With the instance ready, we can now return and show how to use this in a view function.
View
In the final part, we define a simple view function that receives a POST request with the user's question and passes the session_id
as an argument.
def ask_ai(request):
user_question = request.POST.get("question")
chat_session_id = request.POST.get("chat_session_id")
if not user_question or not chat_session_id:
return HttpResponseBadRequest()
condense_question_prompt_template = """
Given a chat history and the latest user question
which might reference context in the chat history,
formulate a standalone question which can be understood
without the chat history. Do NOT answer the question,
just reformulate it if needed and otherwise return it as is.
"""
system_prompt_template = """
You are an assistant for answering questions.
You should answer based on the provided context, and the conversation history.

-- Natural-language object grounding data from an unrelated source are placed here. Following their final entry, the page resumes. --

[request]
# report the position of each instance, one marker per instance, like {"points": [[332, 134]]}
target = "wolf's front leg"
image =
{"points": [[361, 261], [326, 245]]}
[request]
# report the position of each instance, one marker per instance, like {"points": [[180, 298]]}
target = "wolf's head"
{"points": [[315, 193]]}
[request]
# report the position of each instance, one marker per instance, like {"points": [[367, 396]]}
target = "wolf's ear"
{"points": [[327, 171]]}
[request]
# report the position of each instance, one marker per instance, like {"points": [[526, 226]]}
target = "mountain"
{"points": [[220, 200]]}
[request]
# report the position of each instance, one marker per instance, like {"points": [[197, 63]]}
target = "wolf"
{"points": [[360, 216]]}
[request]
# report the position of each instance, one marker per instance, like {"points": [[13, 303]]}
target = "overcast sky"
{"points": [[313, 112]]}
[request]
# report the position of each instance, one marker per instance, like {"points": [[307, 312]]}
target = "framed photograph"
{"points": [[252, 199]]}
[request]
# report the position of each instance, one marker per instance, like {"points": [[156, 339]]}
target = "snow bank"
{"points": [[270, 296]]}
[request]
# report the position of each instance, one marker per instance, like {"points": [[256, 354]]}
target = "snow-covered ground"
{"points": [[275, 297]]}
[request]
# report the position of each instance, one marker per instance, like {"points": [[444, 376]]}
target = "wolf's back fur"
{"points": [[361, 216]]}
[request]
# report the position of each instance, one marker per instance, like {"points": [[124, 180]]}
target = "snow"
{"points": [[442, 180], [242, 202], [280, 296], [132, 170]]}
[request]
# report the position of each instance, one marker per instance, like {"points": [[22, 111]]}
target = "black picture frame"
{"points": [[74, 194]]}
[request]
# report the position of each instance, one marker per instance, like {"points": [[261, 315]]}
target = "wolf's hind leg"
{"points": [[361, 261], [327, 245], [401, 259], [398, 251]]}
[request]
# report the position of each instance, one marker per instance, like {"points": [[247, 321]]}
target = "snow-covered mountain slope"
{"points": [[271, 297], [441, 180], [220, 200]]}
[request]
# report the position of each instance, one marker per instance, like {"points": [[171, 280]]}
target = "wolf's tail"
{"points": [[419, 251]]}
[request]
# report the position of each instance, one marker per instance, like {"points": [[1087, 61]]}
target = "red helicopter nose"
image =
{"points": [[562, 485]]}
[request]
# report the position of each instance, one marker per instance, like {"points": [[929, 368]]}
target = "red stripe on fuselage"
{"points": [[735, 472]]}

If you don't have any context, just say "I don't know".
Context: {context}
"""
async def message_stream():
data = {
"input": user_question,
}
rag_chain = conversational_rag(
condense_question_system_template,
system_prompt_template,
)
async for chunk in rag_chain.astream(
data,
{"configurable": {"session_id": chat_session_id}},
):
yield chunk.get("answer", "")
response = StreamingHttpResponse(message_stream(), content_type="text/event-stream")

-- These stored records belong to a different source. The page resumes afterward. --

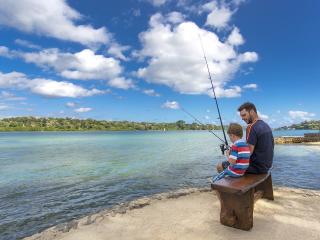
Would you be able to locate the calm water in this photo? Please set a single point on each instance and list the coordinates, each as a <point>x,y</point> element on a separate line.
<point>51,178</point>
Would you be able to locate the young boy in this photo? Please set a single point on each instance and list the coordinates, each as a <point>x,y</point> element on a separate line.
<point>238,155</point>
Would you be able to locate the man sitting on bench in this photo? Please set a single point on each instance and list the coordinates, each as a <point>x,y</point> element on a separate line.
<point>259,138</point>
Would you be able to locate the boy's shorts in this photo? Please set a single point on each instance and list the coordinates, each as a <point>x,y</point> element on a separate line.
<point>225,164</point>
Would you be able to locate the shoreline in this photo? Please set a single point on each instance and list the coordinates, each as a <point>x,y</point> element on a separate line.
<point>180,214</point>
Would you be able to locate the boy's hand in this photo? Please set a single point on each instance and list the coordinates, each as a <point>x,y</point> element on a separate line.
<point>228,153</point>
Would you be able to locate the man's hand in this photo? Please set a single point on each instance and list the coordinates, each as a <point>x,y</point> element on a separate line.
<point>228,152</point>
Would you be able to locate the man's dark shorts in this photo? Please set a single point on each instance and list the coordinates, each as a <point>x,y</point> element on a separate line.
<point>225,164</point>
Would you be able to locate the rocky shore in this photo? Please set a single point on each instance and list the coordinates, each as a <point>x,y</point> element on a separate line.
<point>194,214</point>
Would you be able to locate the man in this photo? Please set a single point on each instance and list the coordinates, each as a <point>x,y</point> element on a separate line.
<point>259,138</point>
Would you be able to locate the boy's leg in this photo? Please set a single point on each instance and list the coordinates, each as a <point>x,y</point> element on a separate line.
<point>222,166</point>
<point>219,176</point>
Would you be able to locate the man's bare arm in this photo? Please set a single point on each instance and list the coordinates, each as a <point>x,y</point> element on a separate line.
<point>251,147</point>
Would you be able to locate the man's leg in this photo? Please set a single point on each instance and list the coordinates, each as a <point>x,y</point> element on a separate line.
<point>222,165</point>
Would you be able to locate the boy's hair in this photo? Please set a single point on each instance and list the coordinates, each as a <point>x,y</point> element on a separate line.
<point>236,129</point>
<point>247,106</point>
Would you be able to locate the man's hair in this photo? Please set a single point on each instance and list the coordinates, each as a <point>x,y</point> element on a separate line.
<point>236,129</point>
<point>247,106</point>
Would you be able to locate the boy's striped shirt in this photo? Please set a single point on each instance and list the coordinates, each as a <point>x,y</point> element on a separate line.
<point>241,153</point>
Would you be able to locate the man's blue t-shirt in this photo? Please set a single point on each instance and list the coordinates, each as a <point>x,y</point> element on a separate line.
<point>260,135</point>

response["Cache-Control"] = "no-cache"
response["X-Accel-Buffering"] = "no"
return response
In this view, we are returning the result as a StreamingHttpResponse
, which enhances the user experience by allowing parts of the response to be sent as they are generated, instead of waiting for the entire process to complete. This behavior is similar to how ChatGPT operates.
To achieve this effect, we need to pass a function that returns a generator. The function message_stream
is responsible for calling the conversational_rag
function, which returns an instance of RunnableWithMessageHistory
that we defined earlier. We then call the method astream
on this instance, which returns the response in chunks.
With all this defined, we can now write some JavaScript to consume the response in the frontend and achieve the desired effect.
async function askChatbot(question) {
const formData = new FormData();
formData.append("question", question);
formData.append("chat_session_id", `{{ chat_session_id }}`);
const response = await fetch(`{% url "app:ask_ai" %}`, {
method: 'POST',
headers: {
'Content-Type': 'application/x-www-form-urlencoded',
'X-CSRFToken': `{{ csrf_token }}`
},
body: new URLSearchParams(formData)
});
if (!response.ok) {
throw new Error('Network response was not ok');
}
const reader = response.body.getReader();
const decoder = new TextDecoder();
let answer = '';
while (true) {
const {
done,
value
} = await reader.read();
if (done) break;
let messageChunk = decoder.decode(value, {
stream: true
});
// Concatenate the chunks of the answer
answer += messageChunk;
}
}
RAG using the file of the book "The pragmatic programmer"
Conclusion
The application architecture we've constructed is relatively simple and provides a good foundation for future development. However, there's still plenty of room for improvement, and this implementation doesn't cover the construction of the frontend.
That being said, by following these steps, you should be able to add some interesting features to an existing Django application, including conversational interfaces, natural language processing, and more advanced user interaction capabilities.